Excelであればピボットテーブルや小計機能を使えば超簡単ですが、org-modeでやろうとするとどうしたものか困ってしまいます。ソースコードブロック(babel)で何とかする方法もありますが、ここでは orgtbl-aggregate という外部パッケージを使う方法を説明します。

orgtbl-aggregateの入手先

orgtbl-aggregateは次の場所で開発されているようです。

tbanel/orgaggregate: Aggregates tables in Org mode

MELPA等でも配布されているようです。

一点だけ注意。日本語(全角文字)を使用すると表が乱れる不具合がありました(2022-11-03現在)。例によって文字列に対してstring-width関数を使用していないことが原因です。 (length cellnp)(length cell) と書かれている部分を (string-width cellnp)(string-width cell) に変更したら解消しました。

基本的な使い方

適当な表

適当な表を用意しました。

#+NAME: 20221103-payments
| 大分類 | 小分類 | 支払先       | 目的           |  金額 |
|--------+--------+--------------+----------------+-------|
| 交通費 | 鉄道   | JR東日本     | 立川-甲府      |  1690 |
| 交通費 | バス   | 山梨交通     | 甲府駅-広河原  |  1990 |
| 交通費 | バス   | 山梨交通     | 利用者協力金   |   300 |
| 宿泊費 | 幕営   | 白根御池小屋 | テント1人1泊   |  1000 |
| 食費   | 飲料   | 白根御池小屋 | 麦茶           |   500 |
| 宿泊費 | 幕営   | 北岳肩の小屋 | テント1人1泊   |  1000 |
| 食費   | 飲料   | 北岳肩の小屋 | なっちゃん     |   600 |
| 食費   | 飲料   | 北岳肩の小屋 | 水1L           |   200 |
| 食費   | 菓子   | 白根御池小屋 | 信玄アイス     |   800 |
| 交通費 | バス   | 山梨交通     | 広河原-甲府駅  |  1990 |
| 交通費 | バス   | 山梨交通     | 利用者協力金   |   300 |
| 交通費 | 鉄道   | JR東日本     | 甲府-立川      |  1690 |
|--------+--------+--------------+----------------+-------|
|        |        |              |                | 12060 |
#+TBLFM: @>$5=vsum(@I..@II)

20221103-paymentsという名前が付いたorg-modeの表です。これは6月末に北岳へ行った時に支払ったお金の一覧です。

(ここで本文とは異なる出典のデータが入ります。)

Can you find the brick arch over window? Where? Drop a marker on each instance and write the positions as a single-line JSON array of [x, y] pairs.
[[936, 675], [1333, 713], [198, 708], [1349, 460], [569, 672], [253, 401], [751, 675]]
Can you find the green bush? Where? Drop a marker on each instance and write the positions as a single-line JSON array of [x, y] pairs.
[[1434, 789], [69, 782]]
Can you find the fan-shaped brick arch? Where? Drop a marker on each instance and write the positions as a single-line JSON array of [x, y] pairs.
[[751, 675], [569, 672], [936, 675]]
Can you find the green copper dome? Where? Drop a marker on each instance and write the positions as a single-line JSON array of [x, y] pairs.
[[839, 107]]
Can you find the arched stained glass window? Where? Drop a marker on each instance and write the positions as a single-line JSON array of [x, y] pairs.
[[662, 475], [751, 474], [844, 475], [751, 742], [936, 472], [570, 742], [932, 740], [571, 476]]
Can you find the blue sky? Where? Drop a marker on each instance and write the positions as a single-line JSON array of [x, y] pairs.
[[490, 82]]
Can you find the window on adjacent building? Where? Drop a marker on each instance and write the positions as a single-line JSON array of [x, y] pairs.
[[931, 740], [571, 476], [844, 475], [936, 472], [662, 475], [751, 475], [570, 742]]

右下に合計金額を書き加えてあります。これが少々面倒を引き起こします。

基本

大まかにどんなものにどのくらいの費用がかかったのでしょうか。

何も考えずに最低限の指定をしてみます。 #+BEGIN:#+END:C-c C-x x で挿入できます。aggregate、テーブル名、集計する列などを入力します。その後で C-c C-c を押すと集計を実行します。

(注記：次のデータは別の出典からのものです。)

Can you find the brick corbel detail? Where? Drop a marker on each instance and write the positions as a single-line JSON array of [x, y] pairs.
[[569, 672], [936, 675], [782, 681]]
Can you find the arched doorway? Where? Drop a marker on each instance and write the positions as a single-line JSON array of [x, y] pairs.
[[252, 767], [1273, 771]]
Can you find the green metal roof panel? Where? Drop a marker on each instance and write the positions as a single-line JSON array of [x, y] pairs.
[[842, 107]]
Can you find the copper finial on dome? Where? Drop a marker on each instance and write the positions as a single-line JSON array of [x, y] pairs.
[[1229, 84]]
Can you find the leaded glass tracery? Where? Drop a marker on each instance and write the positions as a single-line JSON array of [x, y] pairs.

#+BEGIN: aggregate :table "20221103-payments" :cols "大分類 vsum(金額)"
| 大分類 | vsum(金額) |
|--------+------------|
| 交通費 |       7960 |
| 宿泊費 |       2000 |
| 食費   |       2100 |
|        |      12060 |
#+END:

概ね良いのですが、合計の部分(12060)が一緒くたになっているのが気になります。元の表から合計の行を消しても良いのですが、それは残したいものとしましょう。計算を水平線(hline)で囲まれた範囲に限定できないものでしょうか。

隠れた列「hline」

実は hline という列が指定できます。元の表には無い列ですが、何個目の水平線の後かを表します(一つ目の水平線は見出しとの区切りのため数えません)。

#+BEGIN: aggregate :table "20221103-payments" :cols "hline 大分類 vsum(金額)"
| hline | 大分類 | vsum(金額) |
|-------+--------+------------|
|     0 | 交通費 |       7960 |
|     0 | 宿泊費 |       2000 |
|     0 | 食費   |       2100 |
|     1 |        |      12060 |
#+END:

条件抽出

hlineが0の行だけを抽出すれば合計部分を排除できます。それには :cond (equal hline "0") を指定します。 "0" は文字列です。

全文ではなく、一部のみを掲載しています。